Last but not least: the fact that many of the prosody-related issues do not have a satisfactory solution in linguistic research reflects upon the state of the art of dictionaries, textbooks and methodology of teaching Chinese as a second language. For instance, one of the issues of Mandarin prosody frequently glossed over by lexicographic works is the variation of stress in compound words. Number of exceptions which attempt to reflect the stress features of compounds can be found, though. Perhaps the earliest example of such dictionary is the ”Russko-kitajskij slovar” (Russian-Chinese dictionary, Isaia 1867) quoted by Endo. One of the more recent works is ”Kitajsko-russkij slovar” edited by I. M. Oshanin (Chinese-Russian Dictionary, Moscow 1955), or ”Chugoku jiten” by Kuraishi Takeshiro (Chinese-Japanese dictionary, Tokyo 1966). Švarný´s dictionary mentioned above is the most recent case coping with the problem.
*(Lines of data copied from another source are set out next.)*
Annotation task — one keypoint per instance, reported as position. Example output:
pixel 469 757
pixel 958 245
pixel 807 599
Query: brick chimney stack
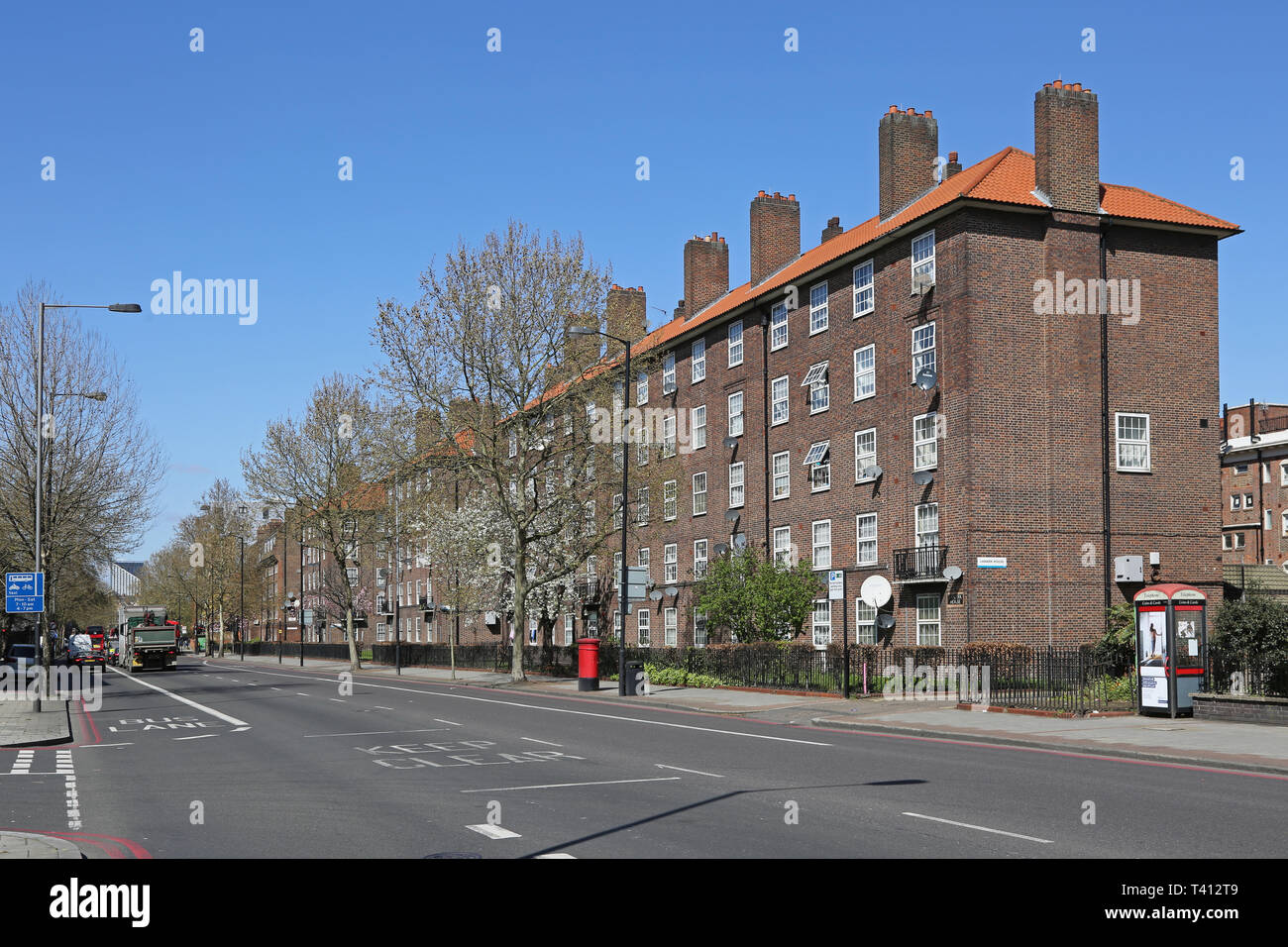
pixel 776 234
pixel 706 270
pixel 907 147
pixel 1067 146
pixel 626 315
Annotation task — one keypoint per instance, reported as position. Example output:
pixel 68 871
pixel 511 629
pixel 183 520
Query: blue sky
pixel 223 163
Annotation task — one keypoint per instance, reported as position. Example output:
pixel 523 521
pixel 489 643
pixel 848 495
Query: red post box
pixel 588 664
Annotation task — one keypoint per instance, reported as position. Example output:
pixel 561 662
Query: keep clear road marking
pixel 682 770
pixel 493 831
pixel 563 710
pixel 204 709
pixel 566 785
pixel 980 828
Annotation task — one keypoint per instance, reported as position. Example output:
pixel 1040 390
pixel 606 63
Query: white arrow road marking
pixel 204 709
pixel 682 770
pixel 980 828
pixel 493 831
pixel 565 785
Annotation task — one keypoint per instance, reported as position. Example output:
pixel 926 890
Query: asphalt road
pixel 220 759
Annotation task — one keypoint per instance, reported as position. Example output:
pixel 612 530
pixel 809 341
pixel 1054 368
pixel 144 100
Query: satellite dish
pixel 875 590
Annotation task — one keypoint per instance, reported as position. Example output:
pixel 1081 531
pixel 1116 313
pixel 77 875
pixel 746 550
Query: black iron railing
pixel 919 564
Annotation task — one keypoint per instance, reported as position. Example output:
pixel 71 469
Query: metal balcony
pixel 919 565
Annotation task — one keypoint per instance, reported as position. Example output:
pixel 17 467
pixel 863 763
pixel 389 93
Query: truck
pixel 147 641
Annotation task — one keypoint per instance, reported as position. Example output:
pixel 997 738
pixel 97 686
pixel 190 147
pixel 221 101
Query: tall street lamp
pixel 626 468
pixel 40 438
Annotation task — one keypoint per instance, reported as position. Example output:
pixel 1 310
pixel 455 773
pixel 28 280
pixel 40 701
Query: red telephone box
pixel 1171 647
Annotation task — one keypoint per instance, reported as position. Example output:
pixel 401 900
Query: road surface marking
pixel 565 785
pixel 233 720
pixel 982 828
pixel 698 772
pixel 374 733
pixel 576 712
pixel 493 831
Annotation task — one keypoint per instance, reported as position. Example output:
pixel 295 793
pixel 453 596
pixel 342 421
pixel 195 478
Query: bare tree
pixel 322 467
pixel 485 351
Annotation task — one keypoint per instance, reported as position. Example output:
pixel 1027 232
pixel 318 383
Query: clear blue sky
pixel 223 163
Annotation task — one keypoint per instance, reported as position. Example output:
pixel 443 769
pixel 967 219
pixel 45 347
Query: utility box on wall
pixel 1128 569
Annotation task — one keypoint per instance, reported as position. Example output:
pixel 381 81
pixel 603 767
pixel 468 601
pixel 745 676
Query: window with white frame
pixel 778 399
pixel 1132 441
pixel 699 630
pixel 819 389
pixel 699 493
pixel 864 290
pixel 784 545
pixel 864 622
pixel 818 459
pixel 927 525
pixel 822 624
pixel 864 372
pixel 735 414
pixel 925 447
pixel 822 553
pixel 735 484
pixel 782 475
pixel 818 308
pixel 923 260
pixel 866 539
pixel 778 326
pixel 864 453
pixel 927 621
pixel 698 427
pixel 923 350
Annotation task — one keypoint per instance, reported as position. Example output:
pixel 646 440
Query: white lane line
pixel 493 831
pixel 374 733
pixel 214 712
pixel 698 772
pixel 982 828
pixel 566 710
pixel 565 785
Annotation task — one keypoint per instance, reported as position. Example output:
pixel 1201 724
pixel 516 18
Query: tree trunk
pixel 355 661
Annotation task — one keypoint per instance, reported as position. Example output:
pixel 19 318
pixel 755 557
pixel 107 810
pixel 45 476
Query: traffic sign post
pixel 25 592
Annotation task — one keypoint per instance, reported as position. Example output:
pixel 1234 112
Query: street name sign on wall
pixel 24 591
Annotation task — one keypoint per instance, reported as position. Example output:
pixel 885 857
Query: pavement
pixel 1257 748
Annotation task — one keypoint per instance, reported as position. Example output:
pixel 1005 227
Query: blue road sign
pixel 24 592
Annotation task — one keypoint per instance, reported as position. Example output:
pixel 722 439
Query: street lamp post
pixel 40 440
pixel 626 467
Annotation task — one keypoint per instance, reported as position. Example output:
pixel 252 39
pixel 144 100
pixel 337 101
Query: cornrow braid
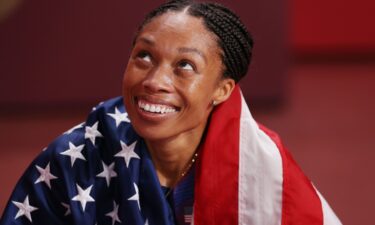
pixel 232 35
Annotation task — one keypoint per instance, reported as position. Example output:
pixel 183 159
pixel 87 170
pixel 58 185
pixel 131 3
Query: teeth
pixel 155 108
If we take a look at the language teaching materials, we note that even the phenomena which were already successfully described by the linguists often do not find proper treatment in these practical areas. E.g. a third tone is traditionally brought out in the textbooks in its canonical form as high-low-high, instead of being primarily described as a low tone. Insufficient rendering of changes of citation forms of tones in connected speech regularly causes puzzlement to the elementary students of Chinese. I recall a liuxuesheng complaining that she had to spend arduous time at school to learn the lexical tones, yet as soon as she walked out of the classroom, she got impression the Chinese did not actually speak in tones at all! This little story indicates that there must be something wrong with our teaching methods. Modern methodology of teaching Mandarin phonetics requires more frequent contact between those working in theoretical research and the language teaching community.

The advantage of workshops and seminars on a small scale is undoubtedly a chance to become very intense and focused. The organizers trust that the Prague event, hosted by the ancient walls of the Charles University, was such an example. It undoubtedly helped to establish the contacts among the foremost researchers engaged in the discipline and provided a distinct perspective on the field. The participants came up with a broad variety of views and new linguistic data. The future task is to integrate them in a systematic framework. The following pages offer an insight into the field from different angles - be it experimental phonetics, studies on grammar, language teaching or historical development. At the same time, hitherto unresolved problems are pointed out. We hope this volume can serve as a stimulation for future research.